Il y a quelques années, l’ensemble des couches brisées, tordues, contournées, qui s’élancent en montagnes, ou qui retombent en abîmes dans le nord du pays de Galles, ne présentait encore qu’un chaos scientifique. Les plus habiles géologues les considéraient comme un labyrinthe de ruines dont le fil d’induction était perdu. Enfin un homme vint qui porta l’ordre au milieu de cette sublime confusion des élémens ; sir Roderick Murchison établit que cette masse de roches sédimentaires, déchirées çà et là par des couches d’origine ignée, formait un système unique, auquel il donna le nom de silurien, parce que les roches qui en déterminent le type se développent surtout dans la région occupée du temps des Romains par les Silures[1]. Ces roches historiques peuvent d’abord se diviser en deux groupes : les unes ne contiennent aucune trace de vie ; les autres renferment les plus anciens vestiges d’êtres organisés que l’œil humain ait pu découvrir.

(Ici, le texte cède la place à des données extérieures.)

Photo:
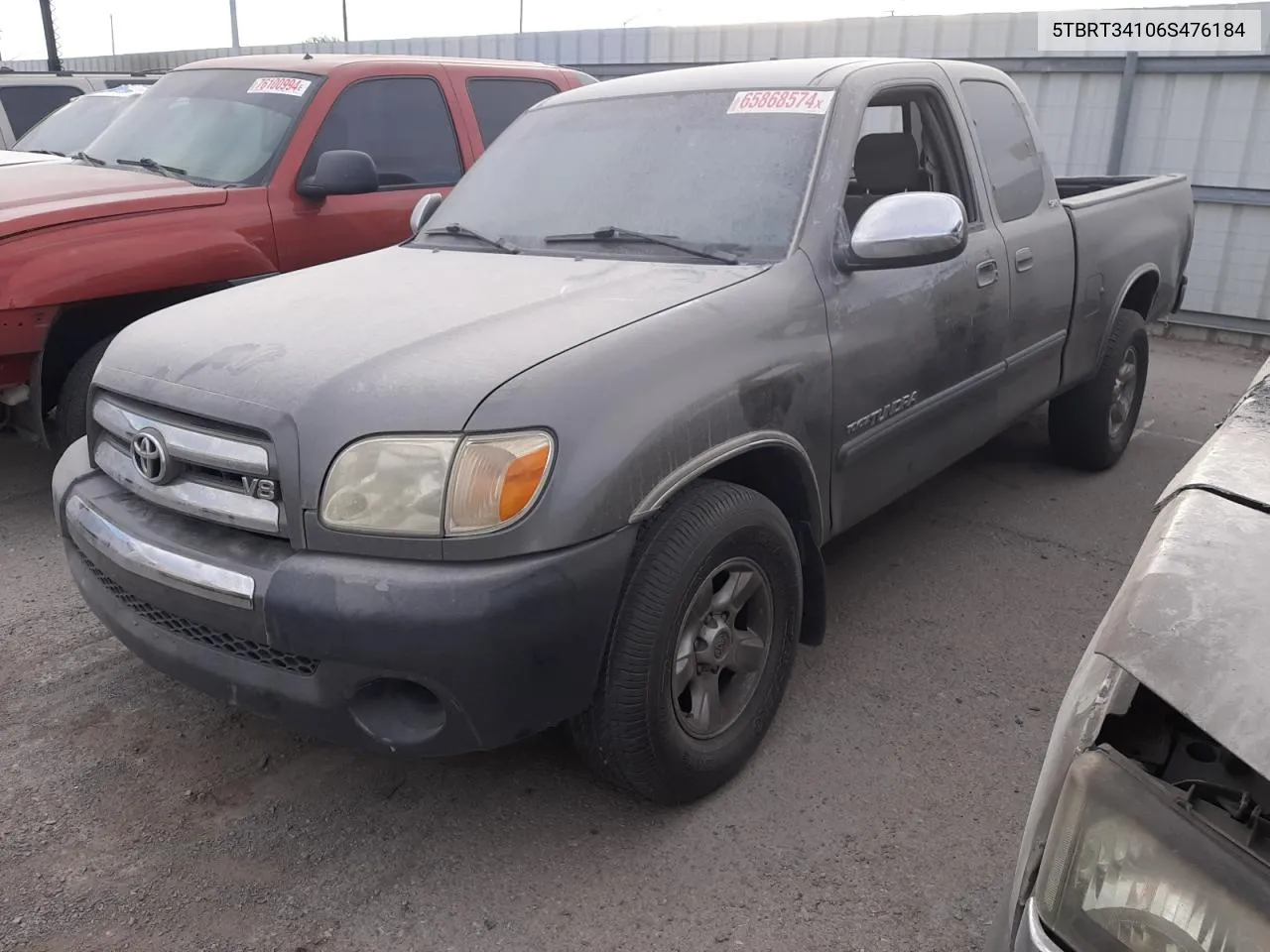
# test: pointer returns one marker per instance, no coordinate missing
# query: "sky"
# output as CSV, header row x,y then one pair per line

Sur la lisière du pays de Galles, non loin de Shrewsbury, dans le Shropshire, s’étend une région stérile et insignifiante, si ce n’est pour l’œil qui cherche les origines de la Grande-Bretagne. Là s’élève une montagne, le Longmynd, ou plutôt une agglomération de monticules qui atteignent à peine la hauteur de seize cents pieds au-dessus du niveau actuel de la mer. De profondes crevasses, des ravins aux pentes raides et recouvertes d’herbe, des précipices presque angulaires occupés par quelques faibles cours d’eau, entaillent cette masse d’un aspect antique. C’est ici qu’a commencé l’Angleterre. Le Longmynd constitue avec d’autres groupes montagneux situés dans le pays de Galles, notamment au nord de la baie de Cardigan, la base de toute la région silurienne. Ces sombres roches sont les premières qui se soient soulevées du sein de l’Océan sans limite connue, sous lequel gisait à une époque incroyablement reculée ce qu’on appelle aujourd’hui la vieille Albion. Contre ces roches, situées maintenant à l’intérieur du pays, ont écumé les premières vagues qui aient rencontré une résistance. Vous avez là sous les yeux le plus ancien boulevard qui ait défié la mer, la citadelle de rochers qui préludait à la construction de cette grande île, dont la puissance s’étend maintenant jusqu’aux extrémités du monde. Tout Anglais enthousiaste des antiquités de sa nation doit saluer dans ce vieux morceau de l’Angleterre le berceau de sa terré natale. Les recherches des géologues ont dû s’attacher à ces antiquités pour y découvrir

  1. Siluria, the history of the oldest rocks, London 1884.